In attempts to reclaim a shadowed past, the glimpses into the dark might start with a dream, an article or a memory. In Ahuva S. Zaslavsky's first collection of writing, Between These Borders Wanders a Golem, questing story-creatures shape-shift beyond what we might easily categorize. This hybrid book of poems, flash, and short stories presents psychic investigations into memory, trauma, and repeating ideas that roam a body. The in-between landscape that emerges between tales and characters urges meaning-makers to question whether we ever really remember the past, simply create it anew each time we reach into our dark memories, or both. Claiming none of it, all of it and more, Zaslavsky names that it is "in this opening / everything can go wrong or be filled with joy."
About the Author :
ahuva s. zaslavsky lives and works in Portland, Oregon. She was born and raised in Tel Aviv and graduated from The University of the Negev, Israel with a BA in behavioral sciences. ahuva completed her MFA in Visual Studies at the Pacific Northwest College of Art, earning the LR Visual Studies MFA Thesis Award. In her work, ahuva looks into the relationship of space and place to memory and trauma.

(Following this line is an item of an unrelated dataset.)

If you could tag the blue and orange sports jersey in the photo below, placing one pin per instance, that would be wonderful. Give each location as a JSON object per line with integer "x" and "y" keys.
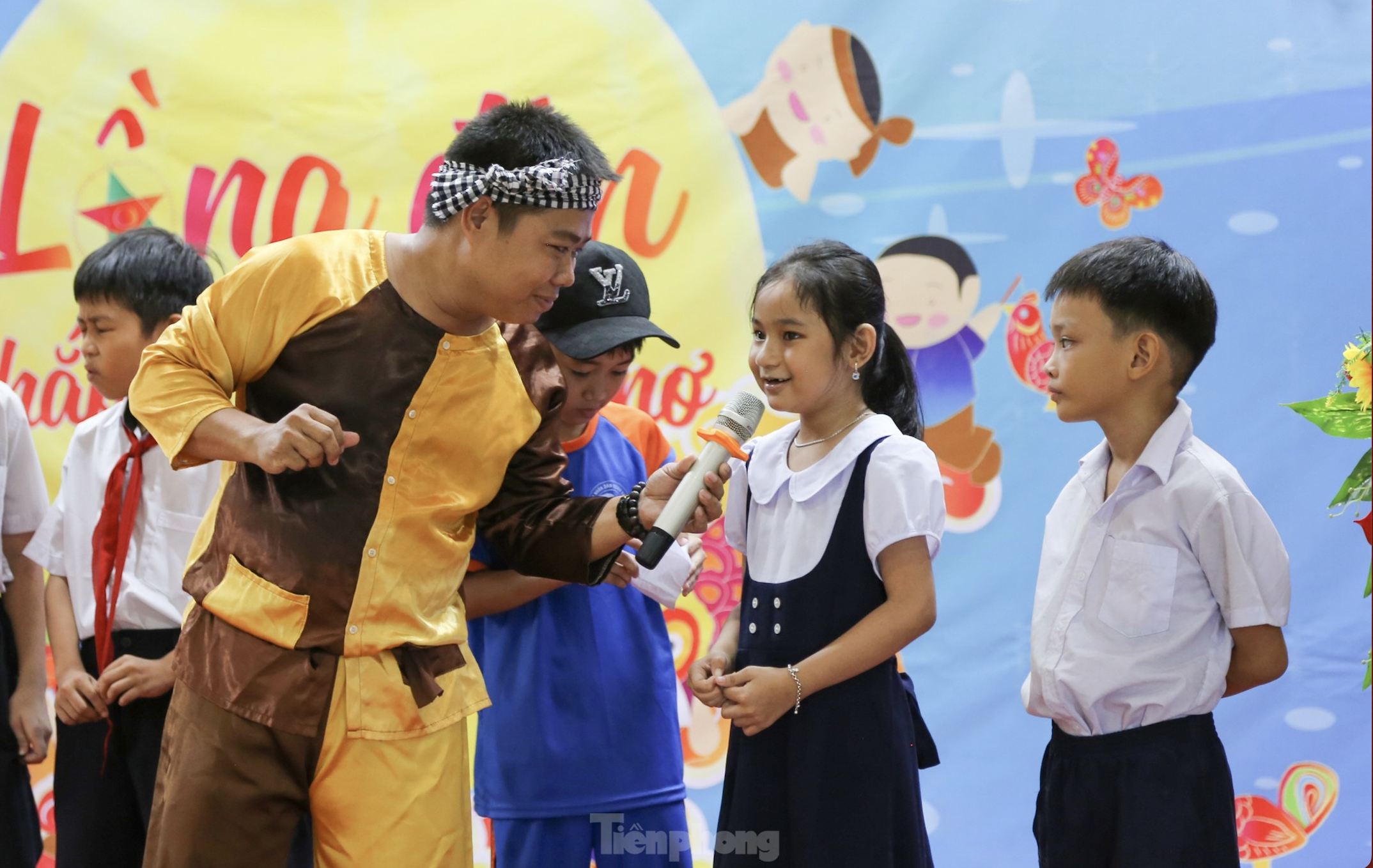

Through writing, painting, printing, sculpting and other mediums, her investigations permeate the social and domestic, the cultural and psychological. Her work has been shown locally and nationally. ahuva has completed the Art/Lab fellowship in 2022 and was named to GLEAN Portland's 2022 artist residency. Between These Borders Wanders a Golem is her first book.
Review :
Between These Borders Wanders a Golem shows great variation in form, method, and visual composition. Language is often used to compose visually, e.g., handwritten diary entries, hybrid pieces combining prose and verse, using text style and font as design elements to add thematic depth-all of it orienting the reader to the anxiety of all of the speakers, those wandering Golems, all seeking out shape in their misshapen lives amid climate crisis, loneliness, and covid. In the opening poem the speaker asks "What quickens?" Time quickens, grief quickens, feeling quickens, seeking quickens. And so does language and the revelatory prowess the language expresses. Ahuva S. Zasiavsky has made an incredible first book.
Jay Ponteri, author of Someone Told Me
These stories, imaginings and startling images prove zaslavsky's power and command of language, as well as a deep understanding of human connectivity. This potent work is charged with a constant state of in-betweenness, of curiosity, of never-ending continuums, all weaving a sophisticated dialectic that nourished and profoundly moved me.